表題番号:2006B-137 日付:2012/05/18
研究課題自力避難困難者の多い施設の避難安全計画に関する基礎的研究
研究者所属(当時) 資格 氏名
(代表者) 理工学術院 教授 長谷見 雄二
研究成果概要
高齢化に伴う高齢者施設の増加、バリアフリー化の進行に伴う公共施設の障がい者・高齢者の利用の増加等を背景として、災害時に自力避難できない在館者の多い施設が増加している。一方、火災時の人命安全は一般的には地上までの避難を前提としているが、こうした自力避難困難者の増加を防災的にどう補って人命安全性を確保するかは調査研究のレベルでも立ち遅れており、2005年頃からは高齢者施設等を中心に複数の死者を出す火災が発生し始めている。高齢化の更なる進行によって高齢者施設が増加すれば、その火災被害が大規模化したり、死亡火災が頻発化することが予想されている。
本研究は、高齢者福祉施設を中心に、自力避難困難者の居住実態と施設の防災管理体制を調査し、併せて、高齢者の行動能力を避難計画という観点から実測調査するものである。
本研究では、2000年以降、増加してきた認知症グループホームについて、東京都内の施設の悉皆調査を行い、多くの施設において、出火後早い段階で確実に消火・介助避難するための設備・管理体制が成立していないこと、居住者の要介護度は居住年数とともに進行し、避難上の困難が増加する傾向があること等を明らかにした。また、東京都の高齢者住宅(シルバーピア)で発生した火災の記録の悉皆調査を行い、高齢者住宅でも、認知症等の症状を伴わない場合は、生活様態によっては出火率が一般世帯よりもむしろ低下し得ること、出火後、早い段階で駆けつけることができる人がいることが高齢者施設の人命安全の向上に極めて効果的であること等を明らかにした。

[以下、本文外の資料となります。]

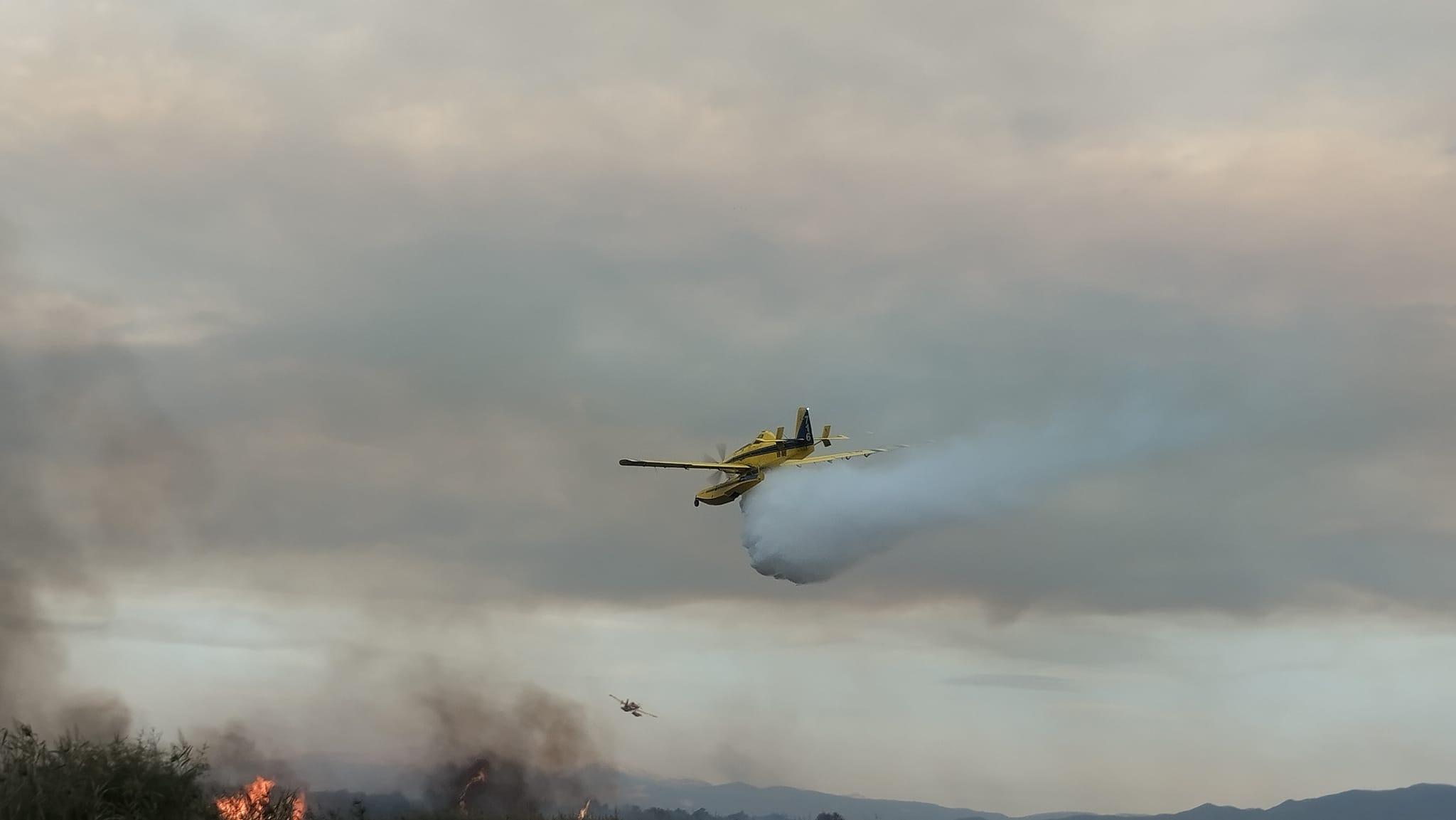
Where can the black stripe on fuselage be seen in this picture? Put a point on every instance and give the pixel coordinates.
(771, 449)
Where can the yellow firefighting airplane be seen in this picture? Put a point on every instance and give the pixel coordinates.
(744, 468)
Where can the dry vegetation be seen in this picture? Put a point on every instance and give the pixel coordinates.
(136, 778)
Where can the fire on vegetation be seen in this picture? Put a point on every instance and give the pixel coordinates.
(254, 803)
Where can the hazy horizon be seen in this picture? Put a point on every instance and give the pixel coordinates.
(322, 329)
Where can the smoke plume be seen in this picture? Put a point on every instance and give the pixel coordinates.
(808, 525)
(92, 476)
(510, 760)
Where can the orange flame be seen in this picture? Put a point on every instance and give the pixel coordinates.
(252, 802)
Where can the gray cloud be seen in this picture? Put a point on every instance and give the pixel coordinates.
(1010, 681)
(459, 290)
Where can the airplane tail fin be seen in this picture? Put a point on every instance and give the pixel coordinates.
(804, 430)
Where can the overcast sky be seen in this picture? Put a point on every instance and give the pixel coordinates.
(402, 283)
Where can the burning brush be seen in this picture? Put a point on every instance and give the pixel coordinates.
(252, 804)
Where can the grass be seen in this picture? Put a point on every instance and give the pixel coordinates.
(134, 779)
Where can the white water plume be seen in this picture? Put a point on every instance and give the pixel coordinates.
(811, 523)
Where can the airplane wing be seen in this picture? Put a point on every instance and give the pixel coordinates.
(689, 465)
(836, 457)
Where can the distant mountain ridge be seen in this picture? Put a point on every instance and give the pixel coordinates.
(1420, 802)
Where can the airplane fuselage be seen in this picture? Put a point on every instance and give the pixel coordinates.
(764, 453)
(744, 468)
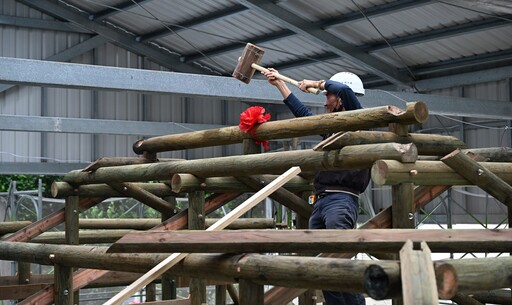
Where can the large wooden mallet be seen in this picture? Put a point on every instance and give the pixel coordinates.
(248, 64)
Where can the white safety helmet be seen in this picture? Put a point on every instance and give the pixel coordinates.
(351, 80)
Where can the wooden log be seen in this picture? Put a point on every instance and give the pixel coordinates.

一方、高齢者・障がい者の避難行動特性の実験的把握は、被験者確保の容易性のため、健常者に擬似高齢者体験用具を装着させて実施するのが通例であるが、実際の高齢者の行動能力を再現し得ているかについては疑問があった。本研究では、高齢者住宅の住民の協力を得て、実際の高齢者、車椅子使用者の歩行行動能力測定を実施し、擬似高齢者体験用具による実験方法の指針を誘導した。